ARISE results as cribbed from a reliable Yahoo poster:
-- Secondary "hard" endpoint -- In a composite of "hard" atherosclerotic
endpoints, composed of cardiovascular death, resuscitated cardiac arrest,
myocardial infarction (heart attack) and stroke, AGI-1067 achieved a
meaningful relative risk reduction of 19 percent (p=0.028). A subgroup
analysis indicated that this result was consistent across important sub-
populations such as: patients with and without diabetes, and men and women.

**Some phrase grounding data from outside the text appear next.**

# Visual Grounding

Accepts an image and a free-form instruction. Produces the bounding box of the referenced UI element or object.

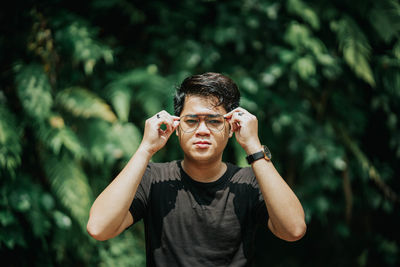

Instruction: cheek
[216,130,230,144]
[178,131,191,146]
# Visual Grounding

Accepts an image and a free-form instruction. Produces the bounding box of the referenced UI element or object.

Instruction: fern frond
[0,104,22,178]
[77,119,113,164]
[369,0,400,43]
[107,85,132,122]
[106,68,172,119]
[56,87,117,122]
[287,0,320,30]
[15,64,53,121]
[35,116,86,159]
[110,122,142,159]
[54,20,113,75]
[77,120,141,164]
[331,16,376,87]
[284,22,326,56]
[43,153,93,230]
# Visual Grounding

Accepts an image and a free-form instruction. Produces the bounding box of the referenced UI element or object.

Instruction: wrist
[137,143,156,159]
[243,141,263,155]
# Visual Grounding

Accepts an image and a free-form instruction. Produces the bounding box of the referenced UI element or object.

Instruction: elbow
[287,221,307,242]
[270,218,307,242]
[86,220,109,241]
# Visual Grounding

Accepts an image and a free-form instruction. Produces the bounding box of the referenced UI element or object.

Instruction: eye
[207,120,223,125]
[184,119,199,125]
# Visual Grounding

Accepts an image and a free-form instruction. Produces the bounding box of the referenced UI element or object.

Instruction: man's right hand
[139,110,180,156]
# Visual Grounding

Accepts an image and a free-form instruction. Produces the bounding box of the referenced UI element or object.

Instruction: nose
[195,120,210,135]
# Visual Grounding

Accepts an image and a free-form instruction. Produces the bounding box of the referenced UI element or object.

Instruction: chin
[185,150,221,163]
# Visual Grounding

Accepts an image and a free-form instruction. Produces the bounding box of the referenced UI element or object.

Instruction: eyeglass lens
[180,114,225,133]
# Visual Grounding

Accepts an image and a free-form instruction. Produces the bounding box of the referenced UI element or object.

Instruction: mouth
[194,141,211,149]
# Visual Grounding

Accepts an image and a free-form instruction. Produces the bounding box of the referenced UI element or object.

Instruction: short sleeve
[129,163,153,224]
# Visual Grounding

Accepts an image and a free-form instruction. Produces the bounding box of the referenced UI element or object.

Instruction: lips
[194,140,211,148]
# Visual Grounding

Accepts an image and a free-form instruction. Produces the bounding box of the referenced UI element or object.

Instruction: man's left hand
[224,107,262,155]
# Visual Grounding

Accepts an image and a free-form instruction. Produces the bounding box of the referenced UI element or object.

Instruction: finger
[156,115,177,131]
[232,121,241,132]
[229,112,246,125]
[156,116,173,133]
[227,118,239,132]
[223,109,236,119]
[154,110,173,121]
[156,112,177,131]
[224,107,248,120]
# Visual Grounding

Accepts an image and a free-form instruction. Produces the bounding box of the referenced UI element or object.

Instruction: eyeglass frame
[178,114,228,133]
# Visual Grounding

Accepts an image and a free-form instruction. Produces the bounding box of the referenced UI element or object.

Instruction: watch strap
[246,151,265,164]
[245,145,272,164]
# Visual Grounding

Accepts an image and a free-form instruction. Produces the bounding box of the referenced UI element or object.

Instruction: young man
[87,72,306,266]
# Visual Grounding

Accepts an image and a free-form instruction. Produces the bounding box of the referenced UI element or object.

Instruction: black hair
[173,72,240,116]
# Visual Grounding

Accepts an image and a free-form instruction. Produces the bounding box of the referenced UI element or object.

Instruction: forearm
[251,159,306,241]
[87,145,153,239]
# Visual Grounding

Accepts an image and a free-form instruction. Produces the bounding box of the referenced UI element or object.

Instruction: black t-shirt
[129,160,268,267]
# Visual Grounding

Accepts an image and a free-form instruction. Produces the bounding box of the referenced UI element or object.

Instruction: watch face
[263,145,272,160]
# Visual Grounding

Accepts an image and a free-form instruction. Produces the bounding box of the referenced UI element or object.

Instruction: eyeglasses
[179,114,226,133]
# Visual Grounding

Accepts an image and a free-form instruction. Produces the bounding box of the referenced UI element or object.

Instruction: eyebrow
[184,114,222,118]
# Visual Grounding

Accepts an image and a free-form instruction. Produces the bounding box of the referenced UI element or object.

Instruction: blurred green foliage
[1,0,399,266]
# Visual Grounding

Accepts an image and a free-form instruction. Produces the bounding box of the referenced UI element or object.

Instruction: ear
[228,124,233,138]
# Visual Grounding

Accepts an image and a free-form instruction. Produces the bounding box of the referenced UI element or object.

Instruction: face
[177,95,232,164]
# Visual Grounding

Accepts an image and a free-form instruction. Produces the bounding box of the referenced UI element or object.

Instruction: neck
[181,157,226,183]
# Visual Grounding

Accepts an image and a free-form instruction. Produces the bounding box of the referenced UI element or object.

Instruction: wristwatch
[246,145,272,164]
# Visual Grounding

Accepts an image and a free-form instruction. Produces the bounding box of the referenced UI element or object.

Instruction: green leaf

Furthermore, this result was irrespective of whether patients' baseline
cholesterol (LDL and HDL) levels were above or below target.

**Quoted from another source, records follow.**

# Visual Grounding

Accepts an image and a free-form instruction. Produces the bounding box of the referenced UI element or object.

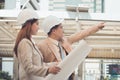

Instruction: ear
[52,28,56,33]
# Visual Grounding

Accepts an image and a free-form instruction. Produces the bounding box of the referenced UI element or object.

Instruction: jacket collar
[46,38,62,62]
[48,37,59,46]
[31,39,44,60]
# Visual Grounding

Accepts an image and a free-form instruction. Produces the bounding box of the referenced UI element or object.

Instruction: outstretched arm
[67,22,105,44]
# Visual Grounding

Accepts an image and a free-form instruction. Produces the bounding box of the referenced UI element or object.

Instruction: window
[0,0,5,9]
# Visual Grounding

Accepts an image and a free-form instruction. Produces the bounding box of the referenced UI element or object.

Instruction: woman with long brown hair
[13,9,60,80]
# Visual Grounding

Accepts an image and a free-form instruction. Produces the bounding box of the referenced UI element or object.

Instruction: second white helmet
[17,9,39,25]
[42,15,64,34]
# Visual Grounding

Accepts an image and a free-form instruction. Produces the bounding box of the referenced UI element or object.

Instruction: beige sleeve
[67,25,99,44]
[43,62,58,67]
[13,54,19,80]
[18,39,48,77]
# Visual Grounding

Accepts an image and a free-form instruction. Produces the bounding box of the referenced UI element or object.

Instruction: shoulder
[19,38,32,47]
[36,39,48,50]
[37,38,48,46]
[20,38,31,43]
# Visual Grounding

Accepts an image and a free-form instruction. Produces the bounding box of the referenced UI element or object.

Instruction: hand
[97,22,105,30]
[48,66,61,74]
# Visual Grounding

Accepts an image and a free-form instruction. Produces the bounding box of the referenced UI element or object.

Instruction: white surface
[105,0,120,13]
[0,10,120,21]
[45,40,92,80]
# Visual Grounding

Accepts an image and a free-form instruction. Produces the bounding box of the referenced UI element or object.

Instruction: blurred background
[0,0,120,80]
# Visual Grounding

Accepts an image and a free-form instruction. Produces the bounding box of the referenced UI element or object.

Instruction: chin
[58,38,62,41]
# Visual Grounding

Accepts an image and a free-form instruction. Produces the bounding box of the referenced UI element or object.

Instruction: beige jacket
[37,25,100,62]
[16,38,49,80]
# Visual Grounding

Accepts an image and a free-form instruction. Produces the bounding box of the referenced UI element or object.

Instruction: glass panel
[0,0,5,9]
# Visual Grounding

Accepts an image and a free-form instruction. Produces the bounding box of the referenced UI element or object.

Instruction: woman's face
[31,20,39,35]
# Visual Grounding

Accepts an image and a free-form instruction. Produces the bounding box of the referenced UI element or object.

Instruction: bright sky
[105,0,120,13]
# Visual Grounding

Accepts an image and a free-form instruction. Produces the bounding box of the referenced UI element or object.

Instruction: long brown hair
[14,19,38,57]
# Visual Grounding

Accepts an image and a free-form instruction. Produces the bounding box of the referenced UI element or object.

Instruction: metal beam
[0,25,15,39]
[66,5,89,12]
[30,0,40,10]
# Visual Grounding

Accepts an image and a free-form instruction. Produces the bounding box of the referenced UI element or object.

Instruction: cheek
[60,29,63,34]
[34,25,39,31]
[31,26,38,34]
[58,29,63,36]
[55,28,63,37]
[35,26,39,31]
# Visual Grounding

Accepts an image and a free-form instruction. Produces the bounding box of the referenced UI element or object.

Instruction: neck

-- Diabetes parameters -- Patients in ARISE taking AGI-1067 were 64
percent less likely to develop new onset diabetes (p < 0.0001). In patients
with diabetes, AGI-1067 improved glycemic control as measured by reductions
in HbA1c of 0.5 percent at 12 months (p < 0.0001). These patients had a
mean baseline HbA1c of 7.2 percent.
-- Safety and tolerability -- The most common side effect seen with AGI-
1067 was diarrhea-related; however, it did not frequently result in patient
discontinuation (3.3 percent vs. 0.3 percent). There was a small increase
in the number of patients with abnormal liver function tests as measured by
changes in a combination of liver enzymes and bilirubin (0.2 percent vs.
0.1 percent).
I was wrong on hard events being stronger than 20% (with offsetting effects for revasc) but right on glycemic control. Note that the glycemic control numbers of 0.5% don't look huge compared to other diabetes drugs but all the diabetes trials I've seen have much larger control results the higher the baseline values - and 7.2% is a very low number for baseline. My guess is this is approximately as good as the best in class - e.g. Actos. Also note that Actos got 'only' a 16% reduction in events in their (longer) trial.